Paul and the Badger - Episode 1
(Paul Tarrago | London, England | 11:00)
In this startlingly odd, humorous and honest film, veteran experimental filmmaker Paul Tarrago compassionately doles out some delicate answers to difficult questions posed by an innocent badger. The clever use of the children's show format allows Tarrago to address seemingly clichí issues with disarming frankness, and to use strange flights of fancy to illustrate crushingly beautiful insights into complex issues.
Can't Stop Breathing (Amy Neil | Glasgow, Scotland | 15:00)
I can't imagine anything more difficult than wishing your mother was dead because you can't stand to see her suffer. Set in the gorgeously isolated Scottish highlands, this poignantly quiet drama about a woman caring for her mother was nominated for a British Academy of Film and Television Arts award.
Why The Anderson Children Didn't Come To Dinner
(Jamie Travis | Vancouver, Canada |16:30)
Exquisite production design and a delicate sense of deadly allegory permeate this charming black comedy. "The Addams Family meets the Royal Tenenbaums." -The Portland Mercury
Max and Josh (Kathryn Ann Busby | New York, NY | 7:00)
Best friends Max and Josh have inane, insane, and hilarious arguments...until fate intervenes.
Dead People (Roger Deutsch | Ellicutt City, MD |18:00)
Over 25 years ago, Roger Deutsch began hanging out with and filming the local eccentric, Frank Butler, as he went on benders and discoursed on his favorite subjects: crazy people and dead people. Slowly, Deutsch's life drifted away from Butler's, and a sense of guilt, a feeling that perhaps he was exploiting the old man, cast a pall on the footage. Years later, Deutsch returns to the material with a new critical distance and self-aware sense of nostalgia. Butler emerges like a ghost—flickering in faded black and white images, chattering through crackling audio—a portent of madness and a warning against judgment. "This is perhaps the closest film gets to the blues." -Iowa City International Documentary Film Festival
Derf (Jeremy Newman | Princeton, NJ | 3:58)

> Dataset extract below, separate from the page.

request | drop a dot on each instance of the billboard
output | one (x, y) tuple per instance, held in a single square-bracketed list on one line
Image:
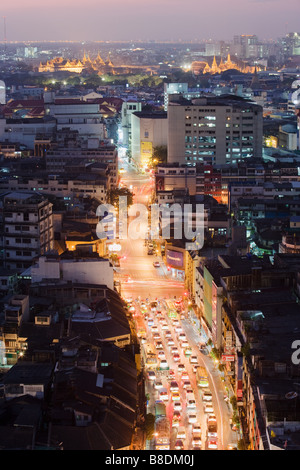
[(174, 258)]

This witty documentary explores the major inspirations for underground cartoonist John Backderf—death and decay: his surprisingly sensitive reminisces of high school classmate Jeffrey Dahmer, and his startlingly straightforward approach to being a garbage man.

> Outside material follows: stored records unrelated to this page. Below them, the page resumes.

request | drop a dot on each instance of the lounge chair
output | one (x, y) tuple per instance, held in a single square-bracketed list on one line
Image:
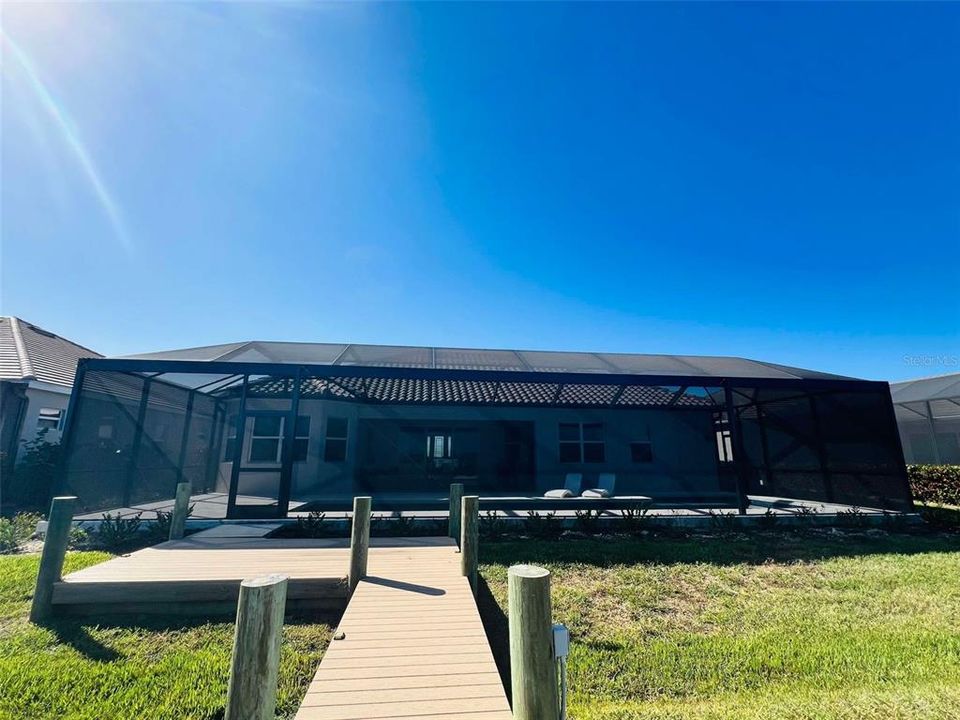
[(571, 487), (605, 486)]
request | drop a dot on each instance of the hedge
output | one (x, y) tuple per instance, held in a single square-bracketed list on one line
[(935, 483)]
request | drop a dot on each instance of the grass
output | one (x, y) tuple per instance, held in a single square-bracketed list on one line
[(813, 626), (103, 669), (801, 626)]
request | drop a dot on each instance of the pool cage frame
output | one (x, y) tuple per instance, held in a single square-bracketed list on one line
[(741, 407)]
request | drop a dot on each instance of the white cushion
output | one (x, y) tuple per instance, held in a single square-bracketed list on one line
[(595, 492)]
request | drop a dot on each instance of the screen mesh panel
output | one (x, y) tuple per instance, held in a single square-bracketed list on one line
[(829, 446), (134, 435)]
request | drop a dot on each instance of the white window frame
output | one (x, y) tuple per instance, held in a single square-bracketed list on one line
[(46, 415), (278, 438)]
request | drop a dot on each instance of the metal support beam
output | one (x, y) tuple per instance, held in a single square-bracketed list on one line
[(286, 450), (185, 439), (821, 449), (137, 441), (70, 428), (739, 454), (237, 451), (933, 433)]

Stars (Eoghan Kidney | Dublin, Ireland | 10:27)
This film tells a tragic story of a young woman's descent into illness due to a fatal neuron disease. Using animation that slips back and forth from serene to scary, the film constructs a dual reality between our perceptions and the woman's hallucinations.
Chronicles of a Professional Eulogist
(Sarah Jane Lapp | Seattle, WA| 6:00)
In this award-winning animated documentary, a rabbi candidly shares the unspoken secrets of his trade as a grief-facilitator, and his own personal thoughts on life and its end. "I believe in God and trust Him," the Rabbi says, "So whatever happens will be good. But I am worried about not behaving well at the end."
Mammals In Peril (Theodore Kennedy | Ann Arbor, MI | 6:10)
A visual study, restricted to mammals, on the negative externalities of transportation in the North Central Region. (By visual we mean gory. Be forewarned.)
THE MUSIC: Sio Mosaic is Mark Hadsell, who works in audio collages of noise, field recordings and found sounds with some live instrumentation. Trained in drawing and sound installation, his current work focuses on the textures, abstractions, and depth that sound can produce. Tonight's performance will debut a new work, "Daniel Mosner—an audio portrait," which is premised on Reich's notion that an individual's voice and speech patterns are as distinct a portrait as a visual image of that person.